We will go deeper on the skills that keep their value in a companion piece, Skills That Matter in the Age of AI.
Where there were doubters, a consensus is forming
The doubters are converting
It was reasonable to doubt this a couple of years ago. In 2023 and 2024 the people with a real view of where it was headed were mostly the ones building it, and from the outside the models were genuinely uneven. Skepticism was fair. What has happened since is that the models got dramatically better, fast, and the doubters have begun to change their minds in public.
Andrej Karpathy is a useful case, because he is no hype man; in October 2025 he dismissed the autonomous agents of the day as “slop.” Three months later:
“Given the latest lift in LLM coding capability, like many others I rapidly went from about 80% manual and autocomplete coding to 80% agent coding.”
Andrej Karpathy, on X, January 2026
Thorsten Ball, an engineer who wrote two well-regarded books on building programming languages in Go and spent two years unconvinced by AI, put it more bluntly:
“For two years I fought with AI. These LLMs are slot machines, I thought… Then, throughout the last six months, I changed my view on LLMs completely.”
Thorsten Ball, “There’s Beauty in AI”, 2025
It’s every camp, not one
The most telling part is who agrees now. Not only the people building it, though they are worth hearing despite the obvious interest: Sam Altman at OpenAI, Dario Amodei at Anthropic, Demis Hassabis at Google DeepMind. The people whose job is to scrutinize it arrive at the same place. Tristan Harris, co-founder of the Center for Humane Technology and the team behind The Social Dilemma, has no stake in the hype:
“AI dwarfs the power of all other technologies combined.”
Tristan Harris, TED, 2025
So do the people writing the rules. Alex Bores, a New York State Assembly member, co-wrote the RAISE Act, one of the first U.S. state laws regulating frontier AI models:
“This technology is moving very quickly, comes with massive amounts of risk, and we need to have a government functioning and regulating it.”
Alex Bores, NY Editorial Board, 2026
(We have more to say about what to do in a world of AI abundance, in a companion post coming soon.)
Builders, critics, and regulators share neither incentives nor opinions about what to do. They no longer disagree about whether it is real. When people that different arrive at the same place, that is about as close to the truth as we get.
If you take away one thing
Read, listen, watch, discuss, debate, engage, and keep current with where AI is going.
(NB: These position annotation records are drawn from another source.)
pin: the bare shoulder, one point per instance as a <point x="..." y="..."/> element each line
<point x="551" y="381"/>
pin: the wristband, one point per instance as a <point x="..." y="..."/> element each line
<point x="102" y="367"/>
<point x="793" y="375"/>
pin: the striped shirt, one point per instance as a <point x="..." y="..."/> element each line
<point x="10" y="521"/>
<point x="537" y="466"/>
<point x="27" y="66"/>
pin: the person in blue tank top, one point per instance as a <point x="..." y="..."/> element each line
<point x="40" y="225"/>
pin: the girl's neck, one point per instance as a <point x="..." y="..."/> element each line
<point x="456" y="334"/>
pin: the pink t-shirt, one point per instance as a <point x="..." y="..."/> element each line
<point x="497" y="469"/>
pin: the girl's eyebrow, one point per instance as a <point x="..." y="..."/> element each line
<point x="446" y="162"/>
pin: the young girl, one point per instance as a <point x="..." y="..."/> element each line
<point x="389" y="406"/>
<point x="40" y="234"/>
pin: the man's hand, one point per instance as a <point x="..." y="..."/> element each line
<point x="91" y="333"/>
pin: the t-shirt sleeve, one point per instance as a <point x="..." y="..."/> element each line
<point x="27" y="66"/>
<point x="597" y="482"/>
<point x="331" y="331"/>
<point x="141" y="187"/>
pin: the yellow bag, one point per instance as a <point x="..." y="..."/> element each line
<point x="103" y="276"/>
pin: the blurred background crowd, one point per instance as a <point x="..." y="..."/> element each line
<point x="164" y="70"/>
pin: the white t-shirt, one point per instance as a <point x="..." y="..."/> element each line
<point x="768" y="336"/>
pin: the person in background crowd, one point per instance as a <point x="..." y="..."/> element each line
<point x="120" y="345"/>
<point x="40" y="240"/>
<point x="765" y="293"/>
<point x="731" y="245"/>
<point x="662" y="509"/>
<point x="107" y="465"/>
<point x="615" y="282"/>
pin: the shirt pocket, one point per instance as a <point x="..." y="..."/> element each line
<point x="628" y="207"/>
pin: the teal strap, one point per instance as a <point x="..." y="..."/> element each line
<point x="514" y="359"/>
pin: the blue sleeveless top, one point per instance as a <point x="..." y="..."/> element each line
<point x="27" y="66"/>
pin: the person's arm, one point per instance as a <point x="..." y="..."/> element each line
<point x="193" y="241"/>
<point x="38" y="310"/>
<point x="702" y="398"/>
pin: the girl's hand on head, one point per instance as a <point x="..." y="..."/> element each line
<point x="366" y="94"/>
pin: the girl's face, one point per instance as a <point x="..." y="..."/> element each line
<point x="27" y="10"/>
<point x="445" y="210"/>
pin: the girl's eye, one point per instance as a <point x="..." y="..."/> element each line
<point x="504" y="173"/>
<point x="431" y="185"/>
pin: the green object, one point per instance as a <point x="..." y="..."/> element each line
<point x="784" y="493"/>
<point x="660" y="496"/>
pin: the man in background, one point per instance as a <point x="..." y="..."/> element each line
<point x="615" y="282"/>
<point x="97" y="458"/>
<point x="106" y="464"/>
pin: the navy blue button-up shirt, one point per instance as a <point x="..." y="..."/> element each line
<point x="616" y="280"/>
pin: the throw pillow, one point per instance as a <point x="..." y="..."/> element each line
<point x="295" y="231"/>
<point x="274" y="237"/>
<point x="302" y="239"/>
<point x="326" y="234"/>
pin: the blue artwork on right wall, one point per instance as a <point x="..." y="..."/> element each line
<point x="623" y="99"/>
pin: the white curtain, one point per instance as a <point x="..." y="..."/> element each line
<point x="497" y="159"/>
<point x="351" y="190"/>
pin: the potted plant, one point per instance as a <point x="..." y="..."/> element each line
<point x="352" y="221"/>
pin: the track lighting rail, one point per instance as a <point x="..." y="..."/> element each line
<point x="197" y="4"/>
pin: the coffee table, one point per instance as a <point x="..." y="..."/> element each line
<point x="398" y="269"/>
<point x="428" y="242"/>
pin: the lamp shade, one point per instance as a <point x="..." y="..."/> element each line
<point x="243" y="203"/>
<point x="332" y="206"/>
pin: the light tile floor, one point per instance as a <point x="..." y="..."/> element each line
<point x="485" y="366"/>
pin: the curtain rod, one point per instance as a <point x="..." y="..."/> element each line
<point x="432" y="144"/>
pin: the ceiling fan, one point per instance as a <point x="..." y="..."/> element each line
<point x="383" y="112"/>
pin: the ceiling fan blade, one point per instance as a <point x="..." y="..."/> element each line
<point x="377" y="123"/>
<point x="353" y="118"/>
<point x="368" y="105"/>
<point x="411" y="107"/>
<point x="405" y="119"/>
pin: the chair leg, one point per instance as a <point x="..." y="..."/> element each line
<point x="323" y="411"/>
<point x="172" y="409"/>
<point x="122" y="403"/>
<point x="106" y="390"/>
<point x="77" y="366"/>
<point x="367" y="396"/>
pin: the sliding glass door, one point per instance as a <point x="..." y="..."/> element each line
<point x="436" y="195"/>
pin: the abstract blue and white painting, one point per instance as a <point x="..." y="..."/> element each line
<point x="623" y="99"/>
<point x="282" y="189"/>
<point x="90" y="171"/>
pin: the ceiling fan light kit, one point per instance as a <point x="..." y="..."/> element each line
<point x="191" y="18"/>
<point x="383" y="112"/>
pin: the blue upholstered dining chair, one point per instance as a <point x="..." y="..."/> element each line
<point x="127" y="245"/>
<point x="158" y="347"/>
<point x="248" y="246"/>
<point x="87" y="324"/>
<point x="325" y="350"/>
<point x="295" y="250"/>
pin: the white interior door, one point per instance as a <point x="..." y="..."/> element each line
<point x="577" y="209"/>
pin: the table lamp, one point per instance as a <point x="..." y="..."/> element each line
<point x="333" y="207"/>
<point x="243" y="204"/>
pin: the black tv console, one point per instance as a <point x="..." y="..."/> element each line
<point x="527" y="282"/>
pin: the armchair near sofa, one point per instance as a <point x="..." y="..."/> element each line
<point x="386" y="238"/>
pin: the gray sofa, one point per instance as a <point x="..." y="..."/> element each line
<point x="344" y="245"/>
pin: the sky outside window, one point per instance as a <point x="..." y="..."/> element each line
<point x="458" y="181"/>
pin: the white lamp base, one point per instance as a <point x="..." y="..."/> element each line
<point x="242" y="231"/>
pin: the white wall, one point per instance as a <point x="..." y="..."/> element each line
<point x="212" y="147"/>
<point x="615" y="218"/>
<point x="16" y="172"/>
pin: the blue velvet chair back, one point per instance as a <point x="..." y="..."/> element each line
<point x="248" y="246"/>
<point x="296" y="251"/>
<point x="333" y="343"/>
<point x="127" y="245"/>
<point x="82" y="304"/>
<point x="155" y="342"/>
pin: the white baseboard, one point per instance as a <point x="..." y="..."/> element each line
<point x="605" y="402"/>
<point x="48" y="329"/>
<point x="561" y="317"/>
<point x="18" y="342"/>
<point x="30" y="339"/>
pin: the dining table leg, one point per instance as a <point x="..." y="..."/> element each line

Stay open-minded and stay skeptical, the way good science is and the way we try to be.
We don’t believe there is a job, an industry, or a corner of society that AI leaves untouched, and we think the reshaping comes fast, within our lifetimes and probably within single-digit years. That is a strong claim, and the right response to a strong claim is not to take our word for it. It is to stay close to it and judge for yourself.
The dotcom era had a bubble. It also had the largest economic force of the next 25 years building underneath it. The bubble popped; the internet did not. AI has the same shape, on a steeper curve, and it works on cognition itself rather than distribution.
Here is where we go to keep up:
- Dwarkesh Podcast: the deepest long-form interviews with the people building and studying AI.
- Andrej Karpathy: a founding OpenAI researcher who teaches how the technology actually works, from the ground up.
- 3Blue1Brown: the clearest visual explanations of the math under neural networks and transformers.